It's ok, everything is host... or so I'm told. ;)

> 
>>> So, every identical response either gets dropped or gets its TC bit set?
>> No, every *excessive* identical response is either not sent (dropped)
>> or a tiny TC=1 response is sent instead.
> 
> moreover, the definition of the word "identical" is not what one would
> expect. perhaps we should say "vastly similar" rather than "identical".
> one of the things DNS RRL counts is the number of times a negative
> answer is generated, per-client-netblock, per-SOA-apex. these responses
> are not identical but they all flow from the same SOA. another thing we
> count is the number of times a wildcard is used per-client-netblock.
> these responses are in no way identical but we treat them as such for
> the purpose of rate limiting. these are things i do not think a firewall
> can do unless it's so DNS-aware that it knows where the apex is, knows
> what names exist, and knows what wildcards exist. (more on that in my
> response to colm's thread.)

This has all been very fluffy and nonspecific.  I really think anyone proposing this type of enhancement owes it to their perspective consumers/adopters to do much more specific and detailed measurements and analysis.  I have seen some comments to the effect of, ``what's your idea,'' and, ``you don't get it,'' but this is really up to _YOU_ to provide, with your solution. I've given a number of detailed concerns and questions and so far they have been ignored.  When your adopters get non-ANY attacks, I think there will be some serious pain felt by them.  I'd be _delighted_ to be wrong (which is why I was asking for numbers and analysis), but so far, the lack of these worries me much more.

> 
> On 9/11/2012 10:21 PM, Eric Osterweil wrote:
>> On Sep 11, 2012, at 5:00 PM, Vernon Schryver wrote:
>> 
>>>> So, every identical response either gets dropped or gets its TC bit set?
>>> No, every *excessive* identical response is either not sent (dropped)
>>> or a tiny TC=1 response is sent instead.
>> Wait, are we still talking about the resolver?  This seems to indicated a different deployment model than your above comment (why would I send a TC bit to my stub)?
> 
> we were never talking about "the resolver". see my clarification to
> vernon's terminology, above.

I think you might be talking to Vernon here, so I'll leave this to him.

> 
>> This is a tradeoff, so it's important (imho) to describe how much good is being done with how much not-good.
> 
> our claim for DNS RRL is that the not-good done is negligible due to the
> fact that real clients retry. our whole design is based on limiting the
> impact on good flows while dropping bad ones.

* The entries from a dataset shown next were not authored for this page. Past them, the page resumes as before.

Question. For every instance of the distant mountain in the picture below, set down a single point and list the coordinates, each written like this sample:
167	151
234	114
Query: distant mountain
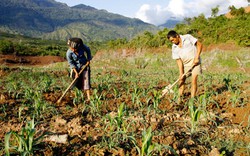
171	23
49	19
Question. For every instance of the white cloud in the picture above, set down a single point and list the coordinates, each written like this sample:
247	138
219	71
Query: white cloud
157	14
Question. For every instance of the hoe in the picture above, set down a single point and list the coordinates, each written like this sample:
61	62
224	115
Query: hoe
168	89
72	83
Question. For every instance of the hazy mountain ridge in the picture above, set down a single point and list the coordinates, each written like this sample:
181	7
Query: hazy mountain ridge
53	20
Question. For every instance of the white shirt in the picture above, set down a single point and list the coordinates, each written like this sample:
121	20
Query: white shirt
188	50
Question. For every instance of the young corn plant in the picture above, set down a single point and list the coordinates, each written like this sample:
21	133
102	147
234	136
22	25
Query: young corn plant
195	114
148	147
23	143
96	102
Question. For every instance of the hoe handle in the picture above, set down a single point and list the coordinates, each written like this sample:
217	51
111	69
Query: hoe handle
72	83
176	81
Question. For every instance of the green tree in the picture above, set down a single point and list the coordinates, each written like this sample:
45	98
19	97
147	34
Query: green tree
215	11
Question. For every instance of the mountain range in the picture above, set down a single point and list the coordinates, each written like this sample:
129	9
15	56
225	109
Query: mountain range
48	19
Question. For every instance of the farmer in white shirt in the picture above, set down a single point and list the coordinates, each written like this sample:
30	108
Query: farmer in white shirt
186	51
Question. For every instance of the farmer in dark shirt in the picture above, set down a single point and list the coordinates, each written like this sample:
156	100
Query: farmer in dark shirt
77	56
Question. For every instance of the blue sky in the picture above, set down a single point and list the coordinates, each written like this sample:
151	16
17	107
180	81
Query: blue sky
158	11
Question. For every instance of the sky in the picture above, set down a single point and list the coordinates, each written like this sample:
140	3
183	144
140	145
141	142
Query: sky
157	12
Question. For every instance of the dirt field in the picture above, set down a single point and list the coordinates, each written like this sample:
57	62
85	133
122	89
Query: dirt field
83	131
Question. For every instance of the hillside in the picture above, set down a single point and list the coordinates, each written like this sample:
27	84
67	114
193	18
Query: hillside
49	19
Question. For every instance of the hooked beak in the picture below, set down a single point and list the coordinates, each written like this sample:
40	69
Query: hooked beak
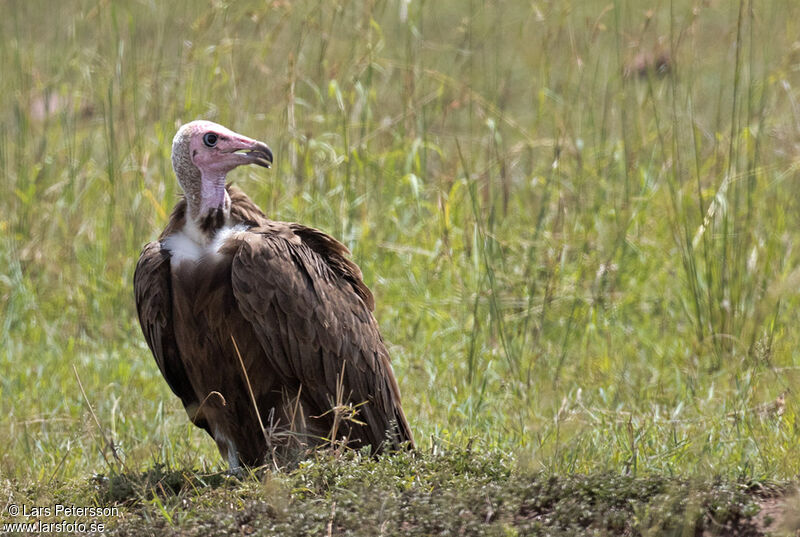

Analysis notwithstanding...

> 
> it's possible that you've imagined a weakness by which a new kind of
> attacker could target the DNS RRL machinery in a way that mutes goodput,
> where this muting, and not DDoS, is the goal of the attack. i invite you
> to code this up and demonstrate it. my concern in this regard is muting
> an authority server during a kaminsky-style attack on some caching
> resolver in order to lengthen the poison-attack window. but i was not
> able to make it work in the current DNS RRL design. "help wanted."

I fear that the attacks we already see will do this for me... ANY-type attacks are the flavor de jour, but they are not the only ones out there...

> 
> in closing:
> 
> today spamhaus.org's name servers were treated to a many-tens-of-gigabit
> attack, using DNS amplification and reflection. those of us who run
> spamhaus.org name servers were injured by this. and while we don't know
> the identities of the non-BCP38 networks where the attacks originated,
> since those networks allow outbound source-IP spoofing... we do know the
> addresses of the name servers who answered queries they heard with our
> address spoofed as the source-IP. in terms of long term recourse, i
> can't ask the networks who did this to me to turn on source-IP
> validation. but i can ask the name servers who reflected and amplified
> these attacks to turn on DNS rate limiting.

You have to realize that you are not the only one who sees quite a large number of very large reflector attacks.  There is (as maybe you know?) quite a bit of variability, and real solutions need real measurements and analysis or they can (and often do) have the potential to do a lot of harm themselves.

> 
> thus you can see that DNS rate limiting's design is rooted in economics
> while still governed by technology. we are coming up with solutions that
> we can ask involved parties to implement. what's your idea?

Also thus, you can see that the potential collateral damage done by under-analyzed approaches can outweigh optimistic appraisals...  My idea to to verify our work so that we actually know it's merits. :)

Eric